The plan was simple but effective. Blame the loss of the emails on the Russians, who passed them to Assange. The Russians hacked into the Democratic National Committee through their military intelligence (GRU) and then colluded with the Trump campaign, helping him win the election. They did it, because he’s their MK Ultra mole. The only problem is that there is still no evidence linking Trump with Russia. You might as well go looking for weapons of mass destruction in Iraq, which all US intelligence agencies swore by. And if you know anything about indictments, then you know you can indict a ham sandwich. It doesn’t prove a thing.

Some have suggested that Brennan and, thus, Obama are the ultimate source of the hacking. This has sent mainstream media into a whirl (aka Trump derangement syndrome). MSNBC goes apoplectic over Putin, Whoopi Goldberg hurls obscenities at guests, and Robert DeNiro acts like an overgrown, over-indulged child on network television.

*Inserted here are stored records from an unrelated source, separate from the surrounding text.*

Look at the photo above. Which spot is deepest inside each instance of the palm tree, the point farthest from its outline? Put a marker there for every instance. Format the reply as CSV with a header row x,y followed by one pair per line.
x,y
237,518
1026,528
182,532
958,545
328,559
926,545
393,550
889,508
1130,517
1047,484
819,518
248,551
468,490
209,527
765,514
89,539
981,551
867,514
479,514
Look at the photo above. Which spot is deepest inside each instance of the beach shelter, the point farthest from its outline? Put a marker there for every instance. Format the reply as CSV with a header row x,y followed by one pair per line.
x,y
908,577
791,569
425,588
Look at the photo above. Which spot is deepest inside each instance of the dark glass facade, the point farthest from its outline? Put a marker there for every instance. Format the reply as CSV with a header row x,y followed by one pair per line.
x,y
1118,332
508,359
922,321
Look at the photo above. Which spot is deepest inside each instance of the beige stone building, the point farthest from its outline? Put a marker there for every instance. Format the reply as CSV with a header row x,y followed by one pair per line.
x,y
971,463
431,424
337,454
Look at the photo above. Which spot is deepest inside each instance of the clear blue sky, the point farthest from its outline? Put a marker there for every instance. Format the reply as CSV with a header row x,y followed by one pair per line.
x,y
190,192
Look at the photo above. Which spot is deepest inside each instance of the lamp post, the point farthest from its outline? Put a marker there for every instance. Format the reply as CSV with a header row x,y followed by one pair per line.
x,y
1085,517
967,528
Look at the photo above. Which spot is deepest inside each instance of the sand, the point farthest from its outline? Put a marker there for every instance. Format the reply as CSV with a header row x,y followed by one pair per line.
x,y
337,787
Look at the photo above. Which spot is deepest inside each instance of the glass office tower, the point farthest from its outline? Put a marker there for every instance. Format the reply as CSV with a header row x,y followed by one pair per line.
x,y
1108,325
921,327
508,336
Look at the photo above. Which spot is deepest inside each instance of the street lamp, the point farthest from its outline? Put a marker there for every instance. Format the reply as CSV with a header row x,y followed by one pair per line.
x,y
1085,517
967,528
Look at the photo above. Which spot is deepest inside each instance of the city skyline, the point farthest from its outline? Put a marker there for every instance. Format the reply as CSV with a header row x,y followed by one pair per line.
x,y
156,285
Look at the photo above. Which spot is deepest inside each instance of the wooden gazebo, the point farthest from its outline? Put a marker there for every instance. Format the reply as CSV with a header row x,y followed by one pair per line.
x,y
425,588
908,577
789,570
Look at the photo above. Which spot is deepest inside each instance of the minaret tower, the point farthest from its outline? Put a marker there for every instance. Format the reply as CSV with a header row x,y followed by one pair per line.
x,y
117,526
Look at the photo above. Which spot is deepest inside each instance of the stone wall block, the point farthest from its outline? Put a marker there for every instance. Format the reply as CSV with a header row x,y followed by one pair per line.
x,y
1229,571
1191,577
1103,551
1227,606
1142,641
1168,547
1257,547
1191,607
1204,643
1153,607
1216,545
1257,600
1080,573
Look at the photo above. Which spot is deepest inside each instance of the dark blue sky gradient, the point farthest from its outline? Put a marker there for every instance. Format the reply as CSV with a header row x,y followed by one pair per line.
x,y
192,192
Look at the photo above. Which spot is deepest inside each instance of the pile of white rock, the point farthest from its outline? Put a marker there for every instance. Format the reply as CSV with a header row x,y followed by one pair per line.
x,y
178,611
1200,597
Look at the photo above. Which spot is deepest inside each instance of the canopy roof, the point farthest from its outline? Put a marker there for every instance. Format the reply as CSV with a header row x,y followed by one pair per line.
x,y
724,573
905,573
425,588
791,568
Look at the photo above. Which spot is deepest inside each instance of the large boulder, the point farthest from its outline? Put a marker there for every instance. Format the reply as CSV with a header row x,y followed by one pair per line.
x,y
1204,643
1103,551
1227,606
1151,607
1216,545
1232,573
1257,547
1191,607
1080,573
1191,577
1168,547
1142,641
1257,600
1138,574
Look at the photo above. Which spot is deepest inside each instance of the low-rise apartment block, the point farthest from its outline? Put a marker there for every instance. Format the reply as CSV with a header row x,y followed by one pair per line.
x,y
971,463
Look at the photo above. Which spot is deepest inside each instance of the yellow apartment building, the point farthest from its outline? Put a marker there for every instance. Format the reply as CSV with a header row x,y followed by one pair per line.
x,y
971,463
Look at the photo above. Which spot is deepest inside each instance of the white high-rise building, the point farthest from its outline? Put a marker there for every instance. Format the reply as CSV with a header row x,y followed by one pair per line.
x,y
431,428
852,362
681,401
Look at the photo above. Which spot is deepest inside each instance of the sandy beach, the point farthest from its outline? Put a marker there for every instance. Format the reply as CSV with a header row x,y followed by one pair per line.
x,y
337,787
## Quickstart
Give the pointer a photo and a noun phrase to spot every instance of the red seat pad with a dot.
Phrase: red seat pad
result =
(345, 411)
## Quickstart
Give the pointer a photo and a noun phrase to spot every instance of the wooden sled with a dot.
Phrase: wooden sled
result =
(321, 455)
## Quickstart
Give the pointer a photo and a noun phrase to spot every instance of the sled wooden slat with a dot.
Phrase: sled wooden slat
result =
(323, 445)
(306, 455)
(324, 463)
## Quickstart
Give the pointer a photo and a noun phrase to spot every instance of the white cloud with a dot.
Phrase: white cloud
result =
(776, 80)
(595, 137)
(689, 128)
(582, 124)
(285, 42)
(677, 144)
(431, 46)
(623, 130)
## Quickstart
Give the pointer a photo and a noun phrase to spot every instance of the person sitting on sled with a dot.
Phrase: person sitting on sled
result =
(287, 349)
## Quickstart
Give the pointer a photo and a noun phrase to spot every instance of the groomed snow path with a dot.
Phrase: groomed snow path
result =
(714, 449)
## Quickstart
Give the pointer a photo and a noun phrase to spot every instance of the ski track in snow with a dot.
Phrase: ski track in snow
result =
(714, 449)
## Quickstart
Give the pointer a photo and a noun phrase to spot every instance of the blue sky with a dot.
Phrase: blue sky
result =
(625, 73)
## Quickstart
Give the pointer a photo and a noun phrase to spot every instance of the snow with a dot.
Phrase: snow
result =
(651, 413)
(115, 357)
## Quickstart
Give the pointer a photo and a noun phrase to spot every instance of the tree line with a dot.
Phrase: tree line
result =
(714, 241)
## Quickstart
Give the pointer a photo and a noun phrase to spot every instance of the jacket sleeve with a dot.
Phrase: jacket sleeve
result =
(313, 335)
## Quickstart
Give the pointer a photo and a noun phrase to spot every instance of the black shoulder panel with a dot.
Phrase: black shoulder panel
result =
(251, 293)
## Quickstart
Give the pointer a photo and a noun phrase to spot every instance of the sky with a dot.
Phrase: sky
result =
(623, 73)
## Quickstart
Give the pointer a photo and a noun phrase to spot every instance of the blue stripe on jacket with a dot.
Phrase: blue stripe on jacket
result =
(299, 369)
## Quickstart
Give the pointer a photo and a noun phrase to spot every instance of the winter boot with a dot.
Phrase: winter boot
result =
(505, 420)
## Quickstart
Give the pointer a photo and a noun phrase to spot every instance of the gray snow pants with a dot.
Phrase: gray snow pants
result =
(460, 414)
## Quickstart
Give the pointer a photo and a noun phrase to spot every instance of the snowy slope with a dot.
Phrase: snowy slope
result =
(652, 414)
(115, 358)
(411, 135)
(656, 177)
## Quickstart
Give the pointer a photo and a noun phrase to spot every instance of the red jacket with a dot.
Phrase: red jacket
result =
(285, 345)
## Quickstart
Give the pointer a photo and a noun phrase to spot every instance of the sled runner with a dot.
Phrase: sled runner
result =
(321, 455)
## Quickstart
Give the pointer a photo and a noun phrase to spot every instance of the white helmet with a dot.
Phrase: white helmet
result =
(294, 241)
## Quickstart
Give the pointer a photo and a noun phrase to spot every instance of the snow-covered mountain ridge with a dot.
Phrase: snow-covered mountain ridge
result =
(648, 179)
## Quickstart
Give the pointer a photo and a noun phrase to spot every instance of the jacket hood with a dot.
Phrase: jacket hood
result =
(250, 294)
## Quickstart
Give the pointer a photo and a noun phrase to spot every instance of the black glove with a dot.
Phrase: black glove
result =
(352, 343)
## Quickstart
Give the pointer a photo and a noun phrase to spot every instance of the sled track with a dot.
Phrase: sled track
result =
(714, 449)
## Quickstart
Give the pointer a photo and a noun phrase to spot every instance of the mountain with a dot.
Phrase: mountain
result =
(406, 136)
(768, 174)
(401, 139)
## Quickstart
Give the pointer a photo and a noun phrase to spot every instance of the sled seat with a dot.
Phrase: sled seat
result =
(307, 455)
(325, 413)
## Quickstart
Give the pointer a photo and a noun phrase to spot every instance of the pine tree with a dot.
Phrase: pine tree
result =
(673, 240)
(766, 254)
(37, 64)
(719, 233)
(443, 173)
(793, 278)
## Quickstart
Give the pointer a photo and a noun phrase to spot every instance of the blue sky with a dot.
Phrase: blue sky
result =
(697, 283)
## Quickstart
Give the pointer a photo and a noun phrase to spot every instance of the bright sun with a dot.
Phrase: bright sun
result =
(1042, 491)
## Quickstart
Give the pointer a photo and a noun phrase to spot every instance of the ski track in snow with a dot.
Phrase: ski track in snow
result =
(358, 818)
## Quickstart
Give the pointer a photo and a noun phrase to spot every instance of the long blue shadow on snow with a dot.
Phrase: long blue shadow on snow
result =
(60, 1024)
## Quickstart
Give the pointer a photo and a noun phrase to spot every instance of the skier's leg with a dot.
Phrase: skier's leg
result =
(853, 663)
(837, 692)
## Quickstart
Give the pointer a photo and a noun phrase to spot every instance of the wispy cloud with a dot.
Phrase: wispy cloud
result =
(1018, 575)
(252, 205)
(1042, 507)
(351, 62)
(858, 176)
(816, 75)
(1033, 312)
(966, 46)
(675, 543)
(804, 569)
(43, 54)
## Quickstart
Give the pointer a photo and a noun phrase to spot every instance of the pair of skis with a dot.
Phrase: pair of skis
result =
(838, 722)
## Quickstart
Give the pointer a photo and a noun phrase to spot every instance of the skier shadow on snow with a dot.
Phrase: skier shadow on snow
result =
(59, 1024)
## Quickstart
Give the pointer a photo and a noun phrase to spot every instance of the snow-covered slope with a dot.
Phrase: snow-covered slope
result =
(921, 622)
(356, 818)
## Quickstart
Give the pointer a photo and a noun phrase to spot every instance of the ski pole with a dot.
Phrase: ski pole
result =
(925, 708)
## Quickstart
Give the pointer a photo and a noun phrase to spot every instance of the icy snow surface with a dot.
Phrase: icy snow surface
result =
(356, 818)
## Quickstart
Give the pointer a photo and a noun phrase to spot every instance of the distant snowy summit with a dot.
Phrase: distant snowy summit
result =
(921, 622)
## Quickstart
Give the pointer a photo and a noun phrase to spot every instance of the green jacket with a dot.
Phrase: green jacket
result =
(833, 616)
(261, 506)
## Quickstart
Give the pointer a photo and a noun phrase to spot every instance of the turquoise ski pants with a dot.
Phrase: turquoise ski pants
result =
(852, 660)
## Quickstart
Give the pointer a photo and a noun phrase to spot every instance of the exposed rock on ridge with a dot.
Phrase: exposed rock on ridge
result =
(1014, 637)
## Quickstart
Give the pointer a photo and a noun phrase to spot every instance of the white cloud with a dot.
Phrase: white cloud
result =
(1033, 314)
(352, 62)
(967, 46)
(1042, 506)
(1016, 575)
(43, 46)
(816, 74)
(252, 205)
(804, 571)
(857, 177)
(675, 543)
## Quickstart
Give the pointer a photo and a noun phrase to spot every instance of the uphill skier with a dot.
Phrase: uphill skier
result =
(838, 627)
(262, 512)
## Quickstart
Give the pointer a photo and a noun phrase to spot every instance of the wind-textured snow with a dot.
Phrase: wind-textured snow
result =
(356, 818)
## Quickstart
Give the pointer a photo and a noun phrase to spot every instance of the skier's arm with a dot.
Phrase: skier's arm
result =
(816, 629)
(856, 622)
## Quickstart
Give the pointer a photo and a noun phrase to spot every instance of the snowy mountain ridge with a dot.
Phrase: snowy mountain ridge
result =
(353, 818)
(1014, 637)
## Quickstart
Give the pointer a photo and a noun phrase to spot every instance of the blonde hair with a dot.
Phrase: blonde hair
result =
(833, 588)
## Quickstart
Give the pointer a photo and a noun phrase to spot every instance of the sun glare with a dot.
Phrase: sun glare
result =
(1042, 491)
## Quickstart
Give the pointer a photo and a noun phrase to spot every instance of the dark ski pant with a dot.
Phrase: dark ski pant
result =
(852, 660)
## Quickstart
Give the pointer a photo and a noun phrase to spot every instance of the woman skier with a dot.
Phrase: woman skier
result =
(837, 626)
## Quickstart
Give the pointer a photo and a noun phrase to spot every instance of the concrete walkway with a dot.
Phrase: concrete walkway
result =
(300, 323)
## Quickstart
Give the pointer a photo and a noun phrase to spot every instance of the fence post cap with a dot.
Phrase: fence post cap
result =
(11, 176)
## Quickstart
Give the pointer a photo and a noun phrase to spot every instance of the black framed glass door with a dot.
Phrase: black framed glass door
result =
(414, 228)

Hopefully, they and their ilk will faint in a swoon of Cold War clichés and overheated blood. They are all biased, picking facts to support their obsession rather than letting the facts persuade them otherwise like reasonable people.

Welcome to the dancing plague of 2018. I hope there is a patron saint for delusion.

Want more? Go to Robert Brancatelli. Information on the dancing plague of 1518 taken from John Waller in The Guardian. “The Peasant Dance” by Pieter Bruegel the Elder is a public domain work. Community dance photo by Nadim Merrikh on Unsplash. Guy Fawkes protester photo by Ahmed zayan on Unsplash. Note to self: St. Vitus is also the patron saint of actors and comedians. Better get a medal.

2 comments

  1. and so the second civil war (sorry yall, “war between the states”) is a cold war. brilliant. dont get me wrong, tensions are better than bloodshed, but they go on for a very long time.

    i used to think jerry springer was one of the most worthless people on earth, until everything he was containing and safely venting moved from talk shows to cnn. when 900 numbers were at the height of their popularity, psychic friends had to put at the bottom of the screen “for entertainment purposes only.” they should do that with the news, along with the words “but at what cost?”

    1. I love this. And mainstream media doesn’t even attempt to look objective. They gave that up long ago. I miss the who-what-where-when style of reporting the NY Times used to do. Put the facts on the table, let me figure it out. Now, they eat the news, digest it, and regurgitate it for the rest of us to consume. That’s it–consumption.